In a conversation with Mendocino County Sheriff Matt Kendall, he stated that law enforcement was not the correct mechanism to implement the curfew. He characterized the Governor’s curfew orders as “too ambiguous to be enforceable.” Even if the order was enforceable, Sheriff Kendall said his agency is busy investigating criminal matters and bringing justice to victims.
,Ultimately, Sheriff Kendall appealed to Mendocino County residents’ sense of communal duty when addressing COVID-19: “We all live by an unwritten rule,” he said. “[W]e look out for our fellow man. You’ve got to look out for your family, friends, and community. I want people to continue doing that.”
Regarding enforcement of the curfew, Trinity County Sheriff Tim Saxon said his department would “focus on education and self-compliance rather than enforcement.” Sheriff Saxon recognized that the curfew was “directed toward the segment of our society that continues to congregate without taking a common-sense approach to protecting themselves and others from the spread of the virus.”
Both Sheriff Kendall and Sheriff Saxon expressed concern that strict enforcement of the curfew could result in, as Sheriff Saxon put it, violations “of the Constitution related to unreasonable searches in order to see if someone is not complying with the Limited Stay At Home Order.”
Citing the Fourth Amendment, Sheriff Kendall said his deputies must have “probable cause” when detaining a citizen and was concerned that loosening these requirements to enforce the curfew could be a slippery slope leading to what he characterized as further degradation of constitutional rights.
Sheriff Saxon emphasized that “Absent any reasonable suspicion of criminal activity, there would be no cause to go into a private residence or stop a vehicle to ascertain the household status of the members within during these restricted hours.“
When asked why his agency chose to issue a statement rather than not enforce the curfew quietly, Sheriff Kendall said, “If we don’t say something, we’re going to get 20,000 phone calls that we have to address individually.”
Mendocino County Public Health Officer Dr. Andy Coren faced questions during the county’s COVID-19 press conference on Friday, November 20, about MCSO’s unwillingness to enforce the curfew. Dr. Coren stated that the position taken by the Sheriff’s Office was “not in consultation” with him or public health. But, he said, he also recognized that a deputy arresting citizens for non-compliance would “not be good for the community.”
Social Services Director for Mendocino County Bekkie Emery said in the press conference that since the pandemic, MCSO and Code Enforcement personnel had worked together to enforce pandemic protocols, always emphasizing education over punitive measures.

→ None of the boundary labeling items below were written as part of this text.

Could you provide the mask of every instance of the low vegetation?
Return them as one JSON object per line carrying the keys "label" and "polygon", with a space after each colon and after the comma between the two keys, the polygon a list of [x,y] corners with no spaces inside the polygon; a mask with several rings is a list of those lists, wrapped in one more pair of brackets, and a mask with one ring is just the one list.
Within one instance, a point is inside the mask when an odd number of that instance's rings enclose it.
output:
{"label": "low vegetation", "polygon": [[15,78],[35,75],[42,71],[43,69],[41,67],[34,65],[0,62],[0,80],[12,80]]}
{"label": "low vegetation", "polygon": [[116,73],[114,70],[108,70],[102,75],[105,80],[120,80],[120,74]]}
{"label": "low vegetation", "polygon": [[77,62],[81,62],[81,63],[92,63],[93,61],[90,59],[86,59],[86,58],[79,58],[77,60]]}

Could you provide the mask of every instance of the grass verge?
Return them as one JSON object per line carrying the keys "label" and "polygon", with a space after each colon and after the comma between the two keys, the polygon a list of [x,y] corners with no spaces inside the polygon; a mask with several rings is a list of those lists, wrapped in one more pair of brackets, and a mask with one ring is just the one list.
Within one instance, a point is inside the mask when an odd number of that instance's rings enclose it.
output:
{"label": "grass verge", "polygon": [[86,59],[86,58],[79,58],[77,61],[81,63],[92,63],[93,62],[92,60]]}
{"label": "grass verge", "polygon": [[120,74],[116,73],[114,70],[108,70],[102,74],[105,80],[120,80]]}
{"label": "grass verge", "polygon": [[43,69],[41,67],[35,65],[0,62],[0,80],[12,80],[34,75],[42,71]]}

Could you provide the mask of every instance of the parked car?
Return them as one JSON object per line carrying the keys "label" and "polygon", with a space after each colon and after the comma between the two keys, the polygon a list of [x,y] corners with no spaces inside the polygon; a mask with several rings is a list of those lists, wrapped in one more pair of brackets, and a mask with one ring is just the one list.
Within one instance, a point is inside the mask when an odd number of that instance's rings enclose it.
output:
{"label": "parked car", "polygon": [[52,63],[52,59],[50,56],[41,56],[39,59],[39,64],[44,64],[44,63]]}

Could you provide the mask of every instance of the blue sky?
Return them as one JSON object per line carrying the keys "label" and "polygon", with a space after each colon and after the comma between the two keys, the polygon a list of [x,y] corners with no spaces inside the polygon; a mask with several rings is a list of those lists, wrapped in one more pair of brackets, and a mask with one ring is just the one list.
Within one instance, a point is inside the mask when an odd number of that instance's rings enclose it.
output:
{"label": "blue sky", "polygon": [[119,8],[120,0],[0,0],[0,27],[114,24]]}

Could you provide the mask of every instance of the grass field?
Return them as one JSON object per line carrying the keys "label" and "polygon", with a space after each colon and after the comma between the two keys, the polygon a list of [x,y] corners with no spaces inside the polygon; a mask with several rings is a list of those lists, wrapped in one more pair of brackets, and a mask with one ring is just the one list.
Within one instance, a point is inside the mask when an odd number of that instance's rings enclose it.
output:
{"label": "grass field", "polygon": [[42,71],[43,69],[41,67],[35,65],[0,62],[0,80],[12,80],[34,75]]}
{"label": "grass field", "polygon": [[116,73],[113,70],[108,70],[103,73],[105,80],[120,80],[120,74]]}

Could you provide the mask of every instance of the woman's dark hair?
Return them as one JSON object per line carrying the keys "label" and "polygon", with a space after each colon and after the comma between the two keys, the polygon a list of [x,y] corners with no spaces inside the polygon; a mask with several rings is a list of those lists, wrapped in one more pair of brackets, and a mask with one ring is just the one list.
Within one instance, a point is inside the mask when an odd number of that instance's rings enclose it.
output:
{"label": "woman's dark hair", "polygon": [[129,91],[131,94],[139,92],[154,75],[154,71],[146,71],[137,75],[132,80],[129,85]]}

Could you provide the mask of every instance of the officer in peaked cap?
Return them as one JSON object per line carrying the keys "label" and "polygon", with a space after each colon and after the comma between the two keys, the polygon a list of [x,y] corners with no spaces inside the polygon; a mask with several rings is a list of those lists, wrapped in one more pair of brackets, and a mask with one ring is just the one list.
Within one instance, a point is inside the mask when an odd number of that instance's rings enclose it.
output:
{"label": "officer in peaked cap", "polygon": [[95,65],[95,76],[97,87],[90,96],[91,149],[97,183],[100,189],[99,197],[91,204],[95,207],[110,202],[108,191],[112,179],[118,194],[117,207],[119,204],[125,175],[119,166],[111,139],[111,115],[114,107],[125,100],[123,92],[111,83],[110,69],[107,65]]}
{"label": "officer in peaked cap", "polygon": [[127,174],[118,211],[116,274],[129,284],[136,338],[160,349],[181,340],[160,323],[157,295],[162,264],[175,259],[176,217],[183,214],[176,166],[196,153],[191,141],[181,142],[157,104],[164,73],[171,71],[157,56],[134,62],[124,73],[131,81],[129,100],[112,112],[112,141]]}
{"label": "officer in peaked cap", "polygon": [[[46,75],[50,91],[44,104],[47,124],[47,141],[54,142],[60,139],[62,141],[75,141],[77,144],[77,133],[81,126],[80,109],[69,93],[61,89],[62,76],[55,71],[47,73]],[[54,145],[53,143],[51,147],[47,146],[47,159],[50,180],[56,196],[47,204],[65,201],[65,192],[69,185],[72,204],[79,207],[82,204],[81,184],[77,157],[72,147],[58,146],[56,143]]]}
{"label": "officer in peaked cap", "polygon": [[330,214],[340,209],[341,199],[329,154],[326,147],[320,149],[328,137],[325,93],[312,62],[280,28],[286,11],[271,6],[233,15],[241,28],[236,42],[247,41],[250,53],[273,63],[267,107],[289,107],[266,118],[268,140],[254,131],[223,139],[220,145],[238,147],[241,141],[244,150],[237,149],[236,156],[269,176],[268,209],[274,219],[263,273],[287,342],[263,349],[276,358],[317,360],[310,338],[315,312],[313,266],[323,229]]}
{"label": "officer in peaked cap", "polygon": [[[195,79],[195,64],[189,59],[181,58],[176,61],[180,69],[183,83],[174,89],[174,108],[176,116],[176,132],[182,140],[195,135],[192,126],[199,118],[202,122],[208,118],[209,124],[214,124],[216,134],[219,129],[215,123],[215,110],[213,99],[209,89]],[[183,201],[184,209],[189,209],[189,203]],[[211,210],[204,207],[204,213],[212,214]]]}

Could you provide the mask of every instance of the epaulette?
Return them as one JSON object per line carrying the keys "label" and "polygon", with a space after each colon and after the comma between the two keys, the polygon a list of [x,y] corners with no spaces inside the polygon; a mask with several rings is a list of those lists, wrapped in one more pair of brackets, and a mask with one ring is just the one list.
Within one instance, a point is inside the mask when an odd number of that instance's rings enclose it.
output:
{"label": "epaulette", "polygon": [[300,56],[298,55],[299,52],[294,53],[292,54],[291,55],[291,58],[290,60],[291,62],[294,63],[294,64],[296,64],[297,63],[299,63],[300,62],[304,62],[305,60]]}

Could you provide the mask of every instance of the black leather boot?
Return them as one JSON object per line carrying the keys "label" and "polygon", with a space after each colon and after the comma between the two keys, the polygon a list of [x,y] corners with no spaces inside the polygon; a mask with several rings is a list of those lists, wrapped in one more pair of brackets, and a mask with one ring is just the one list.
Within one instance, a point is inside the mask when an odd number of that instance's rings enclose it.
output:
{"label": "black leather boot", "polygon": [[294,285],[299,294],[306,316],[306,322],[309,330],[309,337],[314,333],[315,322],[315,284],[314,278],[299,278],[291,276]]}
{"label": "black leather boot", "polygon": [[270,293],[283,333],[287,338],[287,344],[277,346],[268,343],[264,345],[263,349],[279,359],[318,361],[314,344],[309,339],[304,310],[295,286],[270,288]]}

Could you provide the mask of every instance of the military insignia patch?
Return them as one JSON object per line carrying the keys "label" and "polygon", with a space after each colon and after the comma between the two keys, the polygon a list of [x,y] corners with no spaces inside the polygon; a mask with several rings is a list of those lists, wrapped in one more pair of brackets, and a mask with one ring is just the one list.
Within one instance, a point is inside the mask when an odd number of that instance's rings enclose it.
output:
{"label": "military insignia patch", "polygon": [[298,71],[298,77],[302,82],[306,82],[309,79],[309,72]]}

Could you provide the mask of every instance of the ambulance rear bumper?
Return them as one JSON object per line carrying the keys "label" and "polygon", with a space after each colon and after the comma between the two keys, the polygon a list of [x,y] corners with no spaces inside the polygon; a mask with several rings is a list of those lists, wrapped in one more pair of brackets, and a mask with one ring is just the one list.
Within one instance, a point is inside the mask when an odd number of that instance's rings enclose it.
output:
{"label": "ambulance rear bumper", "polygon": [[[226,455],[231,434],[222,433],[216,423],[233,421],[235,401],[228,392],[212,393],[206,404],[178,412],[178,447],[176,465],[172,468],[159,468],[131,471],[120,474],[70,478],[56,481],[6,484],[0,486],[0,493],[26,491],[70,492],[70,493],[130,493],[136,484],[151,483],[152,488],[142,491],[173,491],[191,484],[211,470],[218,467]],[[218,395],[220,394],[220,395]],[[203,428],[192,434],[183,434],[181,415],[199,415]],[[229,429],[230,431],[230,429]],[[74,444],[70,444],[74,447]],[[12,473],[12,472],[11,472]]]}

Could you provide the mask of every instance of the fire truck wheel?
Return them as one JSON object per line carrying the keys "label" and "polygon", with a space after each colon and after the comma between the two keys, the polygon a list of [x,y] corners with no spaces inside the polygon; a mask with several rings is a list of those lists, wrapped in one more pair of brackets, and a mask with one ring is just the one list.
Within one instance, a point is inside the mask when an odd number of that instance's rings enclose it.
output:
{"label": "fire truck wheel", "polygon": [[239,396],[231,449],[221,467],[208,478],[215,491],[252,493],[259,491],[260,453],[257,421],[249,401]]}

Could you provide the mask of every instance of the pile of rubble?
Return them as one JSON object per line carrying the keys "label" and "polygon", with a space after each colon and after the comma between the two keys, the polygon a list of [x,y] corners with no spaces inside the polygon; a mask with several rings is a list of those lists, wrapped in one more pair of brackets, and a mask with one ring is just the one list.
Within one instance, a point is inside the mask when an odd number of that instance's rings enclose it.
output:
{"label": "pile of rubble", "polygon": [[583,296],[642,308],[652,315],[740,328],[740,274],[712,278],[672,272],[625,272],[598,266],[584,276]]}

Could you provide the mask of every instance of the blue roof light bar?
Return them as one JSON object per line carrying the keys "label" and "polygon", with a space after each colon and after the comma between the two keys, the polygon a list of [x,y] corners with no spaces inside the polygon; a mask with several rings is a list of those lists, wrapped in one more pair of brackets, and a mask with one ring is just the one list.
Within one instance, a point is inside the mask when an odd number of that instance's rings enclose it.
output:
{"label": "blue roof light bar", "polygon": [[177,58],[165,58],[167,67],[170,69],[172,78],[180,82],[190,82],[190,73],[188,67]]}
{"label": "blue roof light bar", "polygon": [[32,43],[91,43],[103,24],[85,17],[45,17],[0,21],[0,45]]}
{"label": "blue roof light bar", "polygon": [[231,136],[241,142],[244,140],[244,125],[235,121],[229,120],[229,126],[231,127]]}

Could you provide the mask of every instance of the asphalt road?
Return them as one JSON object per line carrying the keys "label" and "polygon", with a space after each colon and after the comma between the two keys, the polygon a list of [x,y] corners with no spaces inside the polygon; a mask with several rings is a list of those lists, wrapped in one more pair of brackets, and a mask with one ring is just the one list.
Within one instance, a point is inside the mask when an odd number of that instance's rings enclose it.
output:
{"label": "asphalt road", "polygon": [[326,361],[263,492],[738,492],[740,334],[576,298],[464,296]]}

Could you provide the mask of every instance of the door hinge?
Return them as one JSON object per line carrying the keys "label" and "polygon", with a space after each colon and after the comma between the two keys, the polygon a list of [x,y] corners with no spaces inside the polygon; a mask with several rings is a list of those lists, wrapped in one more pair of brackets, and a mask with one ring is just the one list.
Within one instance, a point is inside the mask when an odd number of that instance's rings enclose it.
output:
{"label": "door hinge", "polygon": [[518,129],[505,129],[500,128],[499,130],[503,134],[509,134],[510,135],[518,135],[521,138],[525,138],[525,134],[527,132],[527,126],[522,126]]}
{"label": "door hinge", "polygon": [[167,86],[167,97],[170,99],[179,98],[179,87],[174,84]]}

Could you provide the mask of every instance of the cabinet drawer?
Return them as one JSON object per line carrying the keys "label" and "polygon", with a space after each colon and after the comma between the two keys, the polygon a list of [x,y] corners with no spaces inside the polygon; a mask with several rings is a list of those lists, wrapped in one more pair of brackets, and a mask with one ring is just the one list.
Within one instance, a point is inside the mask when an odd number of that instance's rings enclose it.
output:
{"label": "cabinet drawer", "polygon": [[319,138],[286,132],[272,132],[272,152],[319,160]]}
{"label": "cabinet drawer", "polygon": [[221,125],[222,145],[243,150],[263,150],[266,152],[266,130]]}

Dr. Coren asserted that since the beginning of the pandemic, the county’s enforcement efforts have been primarily educational, and the curfew is the same: “ I’m going to emphasize: this is citizen enforcement. We know what protects ourselves.”
Sheriff Saxon reminded Trinity County residents if they have a concern regarding a business not complying with any pandemic protocols, they could “contact Cal/OSHA, or Alcoholic Beverage Control.”
Dr. Coren said Mendocino County residents who have concerns regarding non-compliance with COVID-19 protocols to contact the county’s call center at (707) 472-2759.
We reached out to Humboldt County Sheriff William Honsal about HCSO’s perspective on curfew enforcement. Public Information Officer Samantha Karges told us any questions regarding COVID-19 had to be processed by Humboldt County’s Joint Information Center and said she hoped to have a response to us by this Wednesday.